Abdullah’s man pumped diesel into an old pickup. Fauvre had got Abdullah to use his contacts and arrange a flight out of Morocco and into Switzerland for Max; French airports might have him posted on their wanted list.
Abdullah’s Land Cruiser had been found abandoned near the coast. Sophie had caught the hydrofoil ferry to mainland Spain, and from there a fast train through Europe. She had a twelve-hour start, but Max could get there before her. And do what? Fauvre had pushed an envelope stuffed with cash into his hands.
“You tell her if it’s money she wants, then she can have it. Tell her the pendant is worthless. Tell her everything. Yes?”
Max nodded.
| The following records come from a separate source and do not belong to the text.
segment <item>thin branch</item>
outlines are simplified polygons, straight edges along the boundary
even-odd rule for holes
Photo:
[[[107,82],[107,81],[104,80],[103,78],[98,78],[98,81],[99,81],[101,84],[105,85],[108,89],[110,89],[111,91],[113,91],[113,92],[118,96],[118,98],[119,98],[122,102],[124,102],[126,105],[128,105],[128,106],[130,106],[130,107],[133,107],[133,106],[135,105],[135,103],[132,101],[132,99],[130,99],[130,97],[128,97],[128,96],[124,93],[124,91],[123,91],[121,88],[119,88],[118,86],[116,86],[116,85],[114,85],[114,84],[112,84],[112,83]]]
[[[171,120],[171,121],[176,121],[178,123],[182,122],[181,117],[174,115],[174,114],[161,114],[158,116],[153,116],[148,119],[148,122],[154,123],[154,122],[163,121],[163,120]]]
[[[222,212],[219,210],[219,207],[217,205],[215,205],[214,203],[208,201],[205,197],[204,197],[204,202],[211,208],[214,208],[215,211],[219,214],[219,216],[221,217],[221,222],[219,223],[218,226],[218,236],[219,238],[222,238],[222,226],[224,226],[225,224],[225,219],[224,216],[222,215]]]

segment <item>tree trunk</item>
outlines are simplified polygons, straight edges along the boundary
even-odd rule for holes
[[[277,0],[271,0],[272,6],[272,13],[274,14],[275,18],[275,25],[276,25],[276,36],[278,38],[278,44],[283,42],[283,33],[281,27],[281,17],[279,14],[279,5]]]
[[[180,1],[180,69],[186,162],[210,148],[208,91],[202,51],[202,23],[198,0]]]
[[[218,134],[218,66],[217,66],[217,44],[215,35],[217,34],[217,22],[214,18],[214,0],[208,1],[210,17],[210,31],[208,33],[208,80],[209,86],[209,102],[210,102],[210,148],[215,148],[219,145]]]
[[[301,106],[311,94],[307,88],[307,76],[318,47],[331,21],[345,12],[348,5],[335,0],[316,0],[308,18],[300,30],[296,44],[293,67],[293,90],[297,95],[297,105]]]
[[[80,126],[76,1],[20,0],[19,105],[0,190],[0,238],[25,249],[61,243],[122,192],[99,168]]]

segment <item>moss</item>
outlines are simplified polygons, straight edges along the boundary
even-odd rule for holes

He didn’t think Sophie’s problem was only about money, but maybe it would buy her off and convince her to stay away from Peaches and the company she kept.
“I’m not responsible for what she does,” Max said. “She’s the one who’s caught up in this whole thing. I’ve got to try and find a way of stopping this Tishenko bloke.”
“There are people at CERN I can talk to. I will try and convince them that they should stop all experiments and research for at least forty-eight hours. In this day and age, if I warn them of a possible terrorist attack, they will close down the whole of Switzerland. Max, I do not want my daughter to spend the rest of her life in prison. If she is caught by the authorities I will not be able to save her.”
“And what about me?” Max said.
“You can’t stop any of this. You cannot. Accept it. Give the money to Sophie and then turn yourself in to the authorities. I will speak on your behalf. Then, perhaps, they will believe you and conduct a thorough search of the area. Leave it to the professionals, Max. There is no time left.”
Max was packed and changed. He was going from the desert to the snow. Once he got off that plane he’d be back into winter. He was ready.
Now all he had to do was say good-bye.
Max stood in front of Aladfar. The caged tiger lay asleep next to the bars. His tufted ear twitched; his tail thumped on the ground.
Aladfar woke up and lazily turned his gaze on Max. Why did the boy’s eyes look into his own? The tiger edged away cautiously. Human beings were unpredictable, but he recognized this one, knew of the strange sensory vibration that passed between them. The boy showed no fear. The tiger remembered the previous night. It had been good to be free again. But he had let this boy command him. Those instincts confused him.